I'm bovvered that I'm not bovvered: “Letter from Casablanca” by Antonio Tabucchi

Letter from Casablanca - Antonio Tabucchi, Janice M. Thresher

‘“Saudade,” said Maria do Carmo, “yearning. It isn’t a word, it’s a category of the spirit. Only the Portuguese are able to feel it, because they have this word in order to say they have it. A great poet said this.” And then she began to talk about Fernando Pessoa.’


In the short-story “The Backwards Game” taken from “Letter from Casablanca” by Antonio Tabucchi


The idea that some people aren't bothered about finding meaning reminds me of a saying in the book of Ecclesiastes 1 v 18: 'For in the abundance of wisdom there is an abundance of vexation, so that he that increases knowledge increases pain.' I love this book in the bible as it really does emphasize the 'what is the point?' question.
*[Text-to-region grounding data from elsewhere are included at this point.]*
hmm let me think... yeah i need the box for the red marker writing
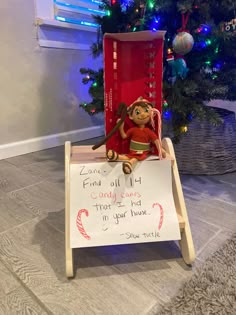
[152,203,164,230]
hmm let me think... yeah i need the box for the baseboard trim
[0,125,104,160]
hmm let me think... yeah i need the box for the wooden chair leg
[65,141,74,277]
[162,138,196,265]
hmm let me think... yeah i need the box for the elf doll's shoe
[106,150,118,161]
[122,161,132,174]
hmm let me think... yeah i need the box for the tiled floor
[0,138,235,314]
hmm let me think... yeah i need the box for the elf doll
[106,97,170,174]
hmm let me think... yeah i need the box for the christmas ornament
[172,32,194,55]
[172,12,194,55]
[167,55,189,84]
[221,19,236,33]
[174,57,188,78]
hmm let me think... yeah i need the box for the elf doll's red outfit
[126,126,158,160]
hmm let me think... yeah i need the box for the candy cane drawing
[152,203,164,231]
[76,209,91,240]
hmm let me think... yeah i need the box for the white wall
[0,0,104,158]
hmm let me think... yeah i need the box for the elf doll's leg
[122,158,138,174]
[107,149,131,162]
[106,150,137,174]
[106,149,130,161]
[107,149,132,162]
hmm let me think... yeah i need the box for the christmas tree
[80,0,236,142]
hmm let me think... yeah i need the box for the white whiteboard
[70,160,180,248]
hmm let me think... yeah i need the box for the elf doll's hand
[117,118,127,139]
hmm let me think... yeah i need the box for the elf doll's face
[130,105,151,126]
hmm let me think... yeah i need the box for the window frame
[34,0,102,50]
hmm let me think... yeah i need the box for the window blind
[54,0,105,28]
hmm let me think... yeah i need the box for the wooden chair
[65,139,195,278]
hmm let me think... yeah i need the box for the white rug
[156,234,236,314]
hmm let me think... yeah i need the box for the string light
[214,61,222,70]
[203,26,210,33]
[152,17,160,31]
[180,126,188,133]
[163,100,168,108]
[92,82,98,87]
[200,41,207,48]
[163,111,171,120]
[187,114,193,121]
[195,38,212,50]
[196,24,210,34]
[202,25,211,34]
[205,39,212,46]
[148,1,154,9]
[196,27,203,33]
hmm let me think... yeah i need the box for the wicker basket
[164,107,236,175]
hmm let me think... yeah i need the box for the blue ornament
[167,57,189,84]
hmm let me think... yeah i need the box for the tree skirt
[156,234,236,315]
[173,107,236,175]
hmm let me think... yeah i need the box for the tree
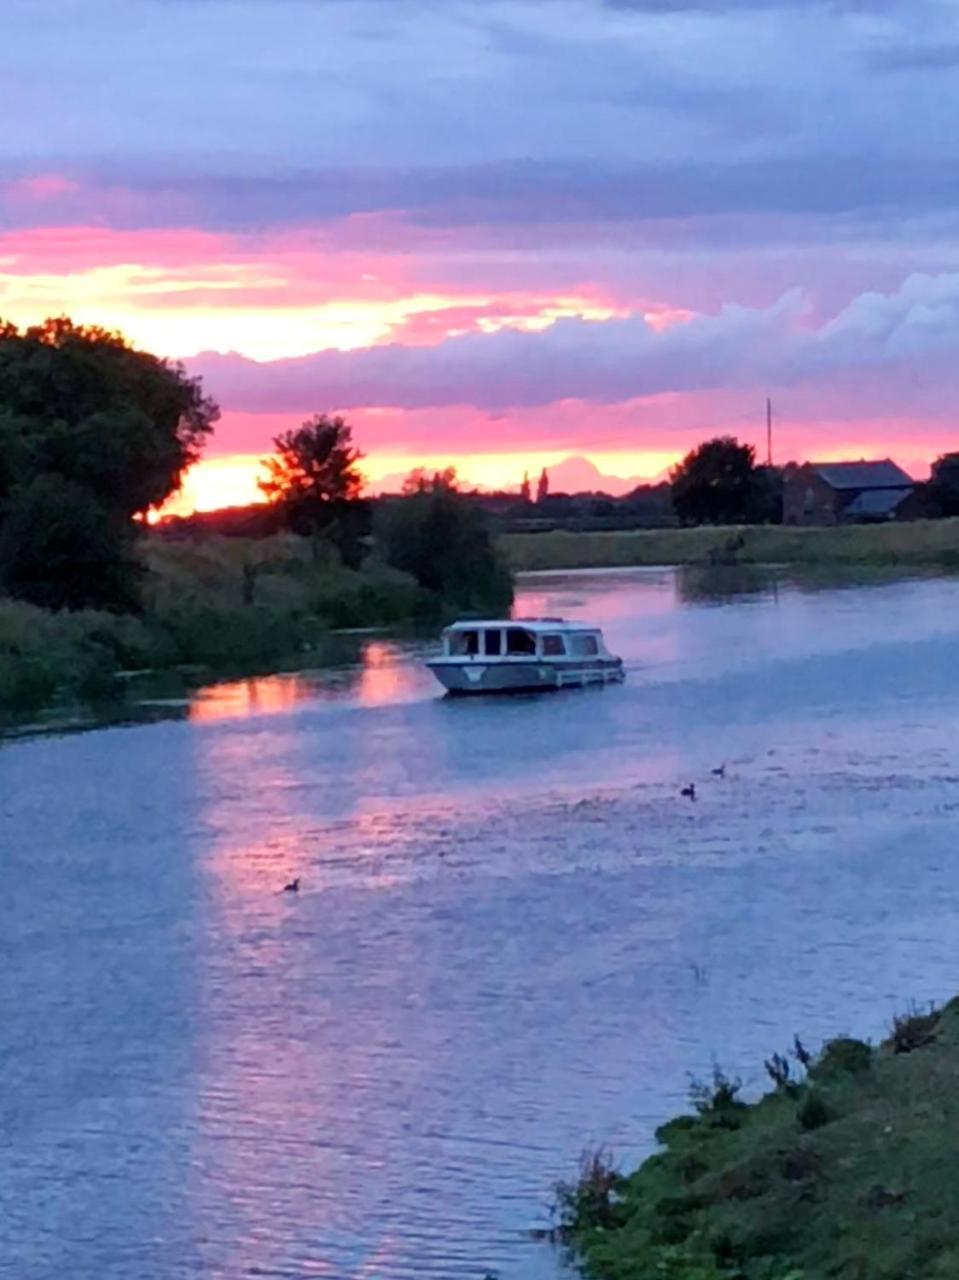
[259,414,367,565]
[401,466,458,496]
[520,471,532,504]
[926,452,959,516]
[0,317,218,520]
[376,484,513,612]
[536,467,549,504]
[670,436,774,525]
[0,474,141,612]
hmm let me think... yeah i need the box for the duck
[711,763,727,778]
[680,783,696,801]
[282,878,300,894]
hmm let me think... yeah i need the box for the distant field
[501,519,959,572]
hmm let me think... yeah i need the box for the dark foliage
[0,316,217,521]
[376,473,513,613]
[670,437,781,526]
[0,475,141,612]
[925,452,959,517]
[259,414,368,566]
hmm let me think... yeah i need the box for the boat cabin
[440,618,605,661]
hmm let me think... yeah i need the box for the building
[782,459,917,526]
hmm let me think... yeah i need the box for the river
[4,566,959,1280]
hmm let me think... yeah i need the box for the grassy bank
[502,519,959,572]
[0,534,461,713]
[560,1000,959,1280]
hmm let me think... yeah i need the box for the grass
[0,533,452,715]
[502,519,959,573]
[560,998,959,1280]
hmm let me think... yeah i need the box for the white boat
[427,618,625,695]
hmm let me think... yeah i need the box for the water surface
[4,567,959,1279]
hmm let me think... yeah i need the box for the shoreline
[561,999,959,1279]
[501,518,959,573]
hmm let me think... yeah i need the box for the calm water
[5,566,959,1280]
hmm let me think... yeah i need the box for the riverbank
[561,1000,959,1280]
[502,519,959,572]
[0,534,497,713]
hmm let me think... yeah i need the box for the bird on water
[680,784,696,801]
[711,763,727,778]
[282,878,300,893]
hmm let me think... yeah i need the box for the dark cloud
[6,151,959,236]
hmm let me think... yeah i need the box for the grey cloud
[6,151,959,236]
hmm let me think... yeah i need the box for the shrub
[798,1091,832,1132]
[376,485,513,614]
[689,1064,744,1125]
[889,1003,940,1055]
[810,1037,872,1081]
[554,1148,624,1238]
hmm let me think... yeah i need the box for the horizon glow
[3,1,958,513]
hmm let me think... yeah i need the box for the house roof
[842,488,912,519]
[809,459,914,491]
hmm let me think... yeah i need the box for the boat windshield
[569,632,600,656]
[448,629,480,656]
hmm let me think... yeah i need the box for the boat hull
[427,657,625,695]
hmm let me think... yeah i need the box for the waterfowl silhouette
[711,763,727,778]
[680,784,696,801]
[282,878,300,893]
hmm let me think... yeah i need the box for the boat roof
[445,617,600,633]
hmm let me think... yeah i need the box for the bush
[554,1148,624,1238]
[376,486,513,614]
[798,1090,832,1132]
[810,1037,872,1081]
[889,1003,941,1055]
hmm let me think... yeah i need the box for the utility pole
[766,397,773,467]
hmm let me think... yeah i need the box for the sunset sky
[4,0,959,510]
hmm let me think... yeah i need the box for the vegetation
[560,997,959,1280]
[0,317,218,611]
[0,316,515,715]
[0,535,436,713]
[259,413,369,568]
[501,517,959,572]
[670,437,780,526]
[376,469,514,615]
[925,451,959,518]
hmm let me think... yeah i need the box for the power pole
[766,397,773,467]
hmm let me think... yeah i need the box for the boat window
[505,628,536,655]
[569,633,599,657]
[449,629,480,656]
[542,634,566,656]
[484,629,503,656]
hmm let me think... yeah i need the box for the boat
[426,617,625,695]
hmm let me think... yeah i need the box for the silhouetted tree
[536,467,549,504]
[926,451,959,516]
[670,437,774,525]
[0,317,218,521]
[401,466,458,495]
[520,471,532,504]
[0,475,141,611]
[259,414,368,566]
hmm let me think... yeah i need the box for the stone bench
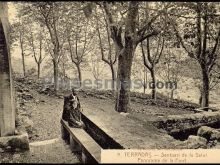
[79,107,178,149]
[60,119,101,164]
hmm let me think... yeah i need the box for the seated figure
[62,88,85,128]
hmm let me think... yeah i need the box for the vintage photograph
[0,1,220,164]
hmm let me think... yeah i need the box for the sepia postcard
[0,1,220,164]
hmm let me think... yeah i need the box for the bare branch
[141,40,152,70]
[97,22,110,65]
[136,30,159,44]
[155,36,165,64]
[137,13,160,37]
[170,19,195,59]
[103,2,123,49]
[210,29,220,59]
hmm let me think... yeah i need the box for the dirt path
[0,89,80,163]
[25,90,64,142]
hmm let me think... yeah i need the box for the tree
[66,6,94,87]
[26,24,46,79]
[10,8,29,77]
[91,55,106,89]
[36,3,61,92]
[22,2,71,93]
[167,2,220,110]
[101,2,166,112]
[58,47,72,90]
[140,33,164,100]
[158,48,183,99]
[95,8,117,90]
[132,56,148,94]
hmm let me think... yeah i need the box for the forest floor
[0,76,219,163]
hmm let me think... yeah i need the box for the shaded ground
[0,138,80,163]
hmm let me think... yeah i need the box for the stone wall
[152,111,220,140]
[0,2,15,136]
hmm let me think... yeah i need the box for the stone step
[29,138,60,147]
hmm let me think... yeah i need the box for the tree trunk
[143,69,147,94]
[200,64,209,110]
[21,51,25,77]
[199,89,202,105]
[37,62,40,79]
[144,85,146,94]
[110,64,116,90]
[115,48,134,113]
[76,63,82,87]
[104,1,138,113]
[149,68,156,100]
[53,60,59,93]
[170,89,174,99]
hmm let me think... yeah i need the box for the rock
[210,130,220,142]
[97,95,107,99]
[13,153,20,159]
[19,111,28,116]
[83,95,88,98]
[22,117,34,132]
[57,95,63,99]
[8,133,30,150]
[19,102,25,106]
[0,133,29,151]
[150,101,156,105]
[213,144,220,149]
[21,93,33,101]
[185,135,207,149]
[14,129,20,135]
[153,112,220,134]
[15,148,21,152]
[130,97,137,102]
[0,148,4,153]
[155,113,165,117]
[120,112,129,117]
[39,87,51,94]
[6,146,11,150]
[16,88,23,93]
[35,134,39,137]
[197,126,220,142]
[23,88,29,92]
[197,126,214,140]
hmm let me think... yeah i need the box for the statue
[62,88,85,128]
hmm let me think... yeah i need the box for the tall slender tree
[141,34,164,100]
[21,2,70,92]
[167,2,220,110]
[27,25,46,79]
[66,10,94,87]
[95,8,117,90]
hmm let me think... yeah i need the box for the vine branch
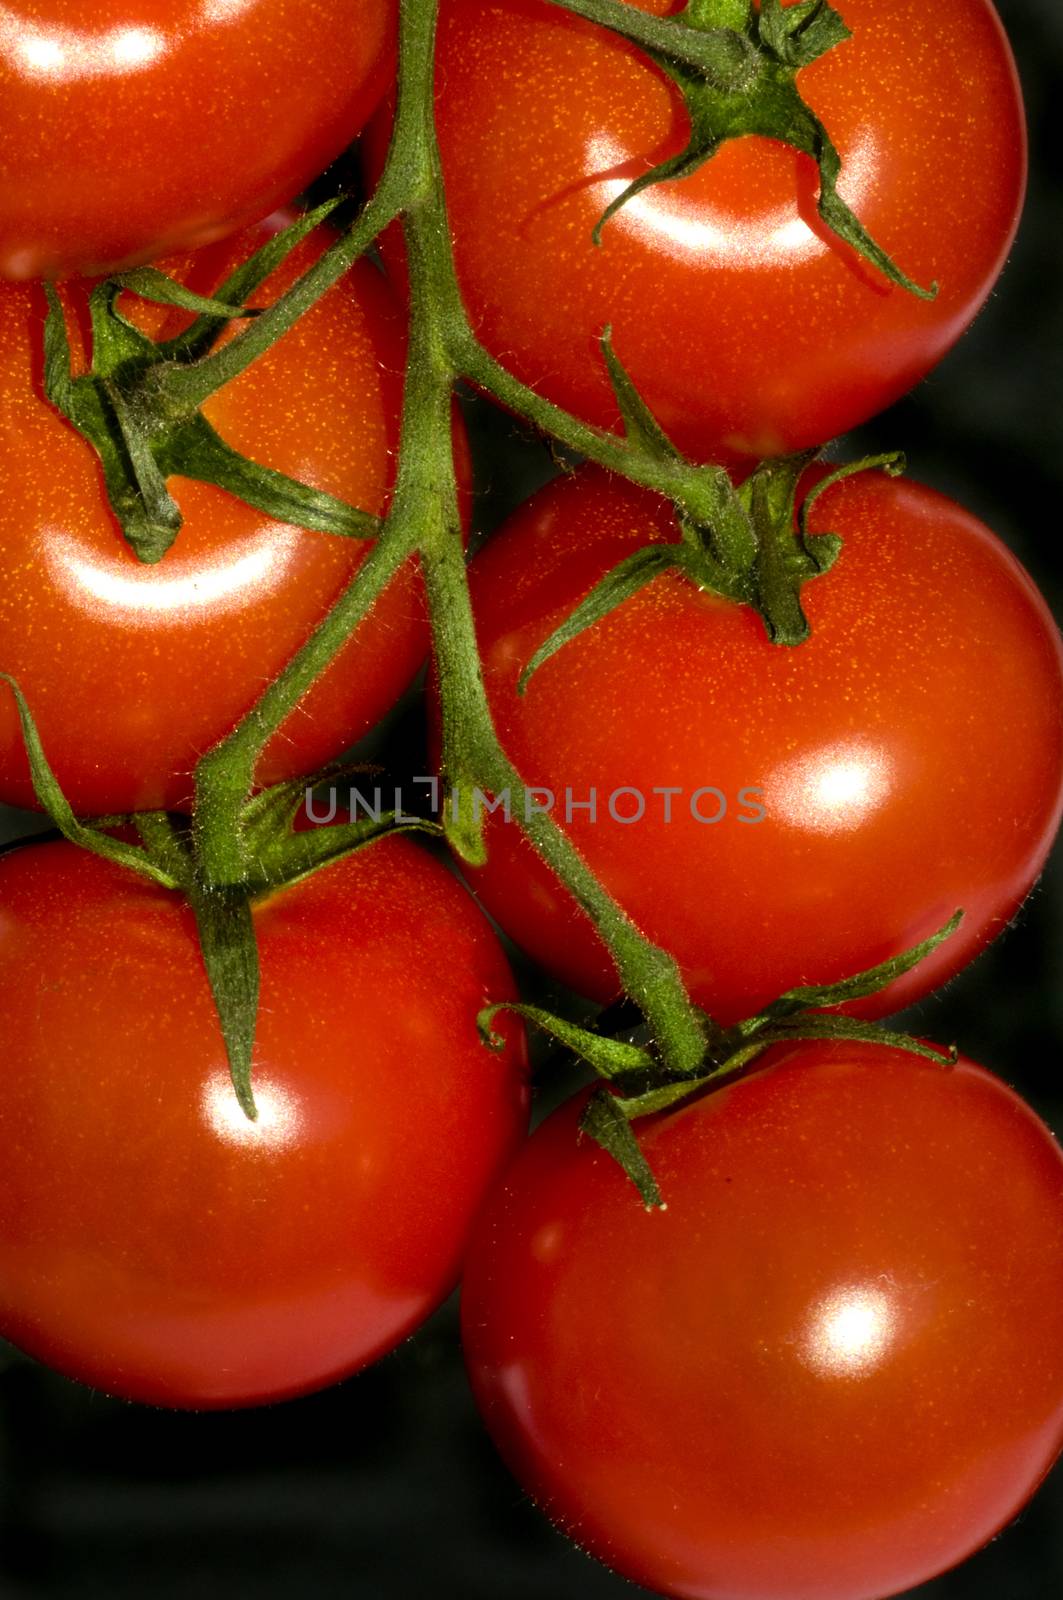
[189,0,711,1078]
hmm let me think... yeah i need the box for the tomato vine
[1,0,1025,1178]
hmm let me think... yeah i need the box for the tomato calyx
[480,909,963,1206]
[577,0,936,299]
[42,202,381,563]
[138,784,442,1120]
[519,411,906,692]
[0,670,440,1119]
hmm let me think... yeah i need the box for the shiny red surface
[463,1045,1063,1600]
[429,0,1026,460]
[0,835,528,1409]
[462,465,1063,1021]
[0,220,421,815]
[0,0,396,280]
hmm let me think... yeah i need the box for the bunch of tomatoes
[1,2,1062,1598]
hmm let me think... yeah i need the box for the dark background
[2,0,1061,1594]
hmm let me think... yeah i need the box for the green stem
[543,0,756,85]
[457,332,747,516]
[456,336,644,470]
[154,0,445,414]
[189,0,711,1079]
[193,527,416,884]
[399,62,709,1073]
[158,189,401,413]
[422,529,708,1076]
[192,0,444,884]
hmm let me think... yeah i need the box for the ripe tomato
[463,1043,1063,1600]
[0,834,528,1409]
[459,465,1063,1022]
[424,0,1025,460]
[0,219,422,817]
[0,1,396,281]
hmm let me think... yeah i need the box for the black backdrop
[2,0,1061,1594]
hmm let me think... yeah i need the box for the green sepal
[518,546,678,693]
[161,414,381,543]
[188,813,444,1117]
[86,278,160,371]
[518,446,860,691]
[580,1087,663,1208]
[239,775,330,861]
[575,1017,957,1205]
[514,333,869,672]
[156,197,345,365]
[597,1018,957,1130]
[676,476,759,582]
[597,1074,715,1123]
[42,198,376,563]
[513,331,754,685]
[757,0,849,69]
[42,283,79,411]
[45,284,181,564]
[553,906,964,1201]
[741,909,964,1027]
[0,673,178,890]
[236,766,441,891]
[238,761,387,861]
[798,451,906,538]
[593,0,935,299]
[736,452,840,644]
[102,375,184,552]
[248,813,441,894]
[133,811,195,887]
[478,1000,654,1079]
[600,325,682,460]
[189,882,260,1120]
[110,268,263,322]
[738,1016,960,1066]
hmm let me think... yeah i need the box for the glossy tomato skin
[460,466,1063,1021]
[0,835,528,1409]
[423,0,1025,460]
[0,220,424,816]
[463,1045,1063,1600]
[0,1,396,281]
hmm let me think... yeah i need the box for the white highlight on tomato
[804,1284,898,1377]
[42,526,303,623]
[766,738,894,835]
[0,14,168,79]
[582,127,878,267]
[203,1074,303,1150]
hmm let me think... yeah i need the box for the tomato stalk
[421,538,710,1079]
[17,0,957,1107]
[482,911,964,1206]
[192,0,711,1083]
[544,0,759,86]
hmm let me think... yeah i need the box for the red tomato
[458,465,1063,1022]
[422,0,1025,460]
[0,1,396,281]
[0,834,528,1408]
[0,220,423,816]
[463,1043,1063,1600]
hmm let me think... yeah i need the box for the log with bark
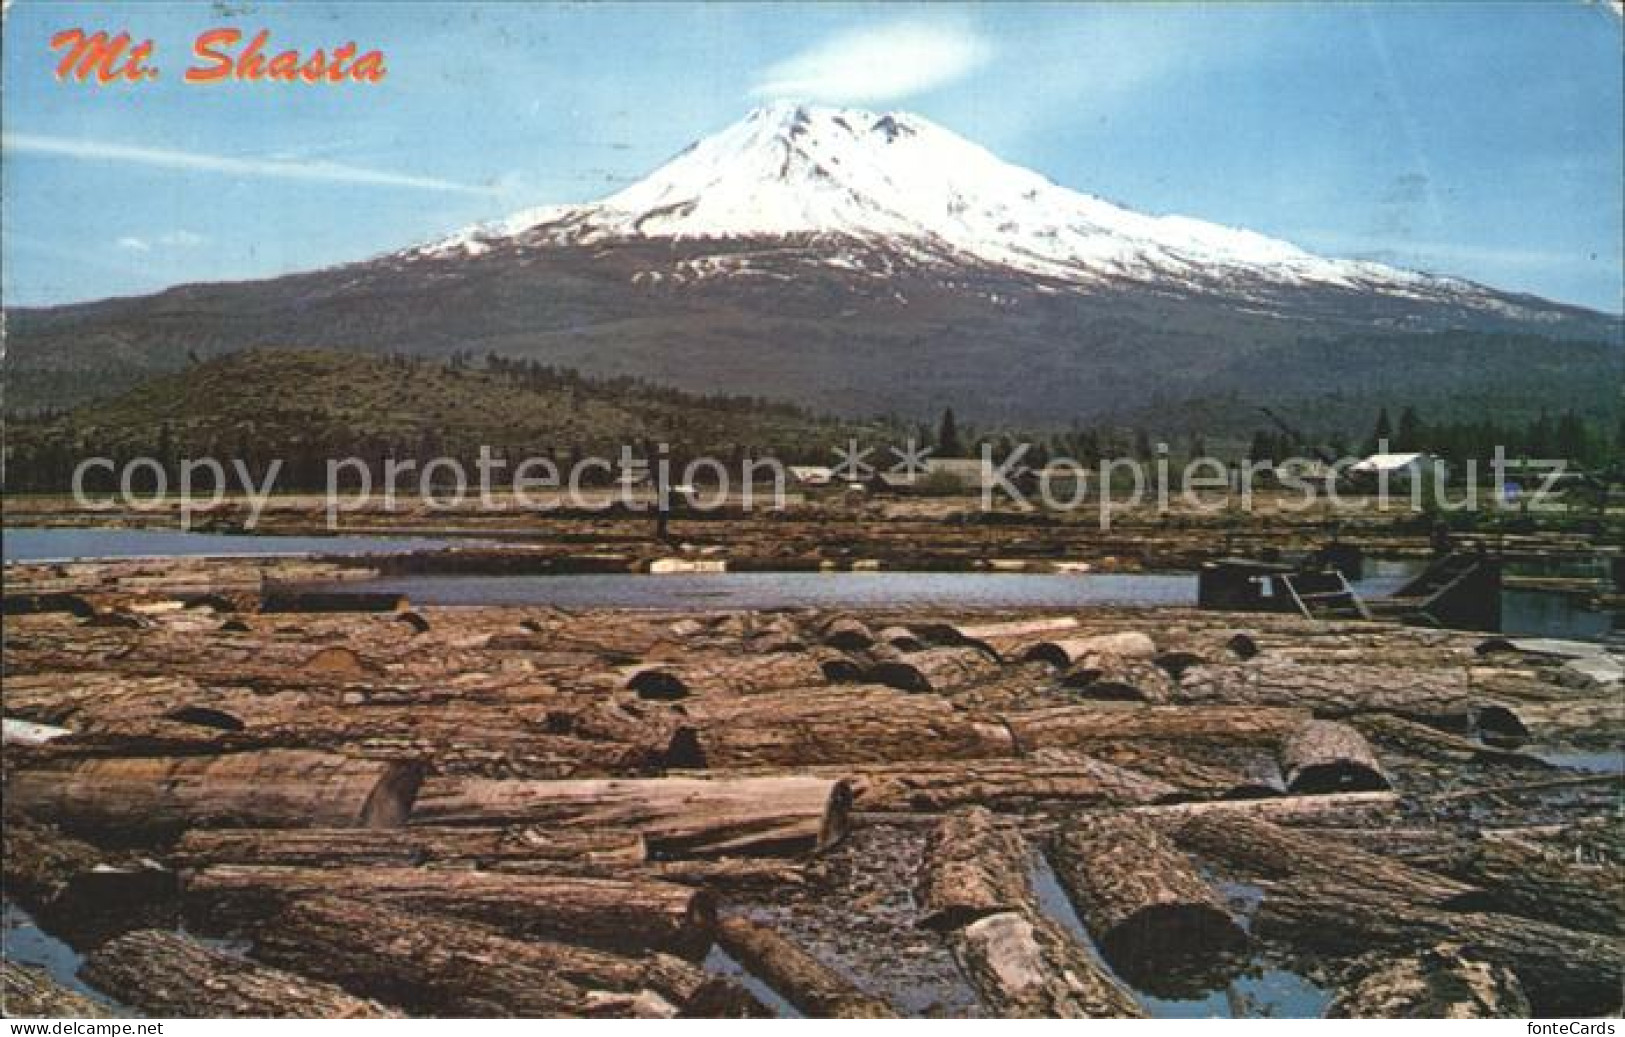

Tabucchi’s fiction does not belong to the self-help book category, but it’s one hell of a help. Ultimately, what I’m getting from Tabucchi’s fiction is the fact that it gives me something I enjoy doing every day; for a moment I stop being a problem solver, and someone who’s overwhelmed by problems all day long in his day job. I have found that it is the only way to bring about an appreciation and a focus on what you have and what you do in life, rather than what you lack. That said, it's not always that easy; as a person who thinks about life and the world a lot, I will always have to work hard on the things above to avoid falling into despair.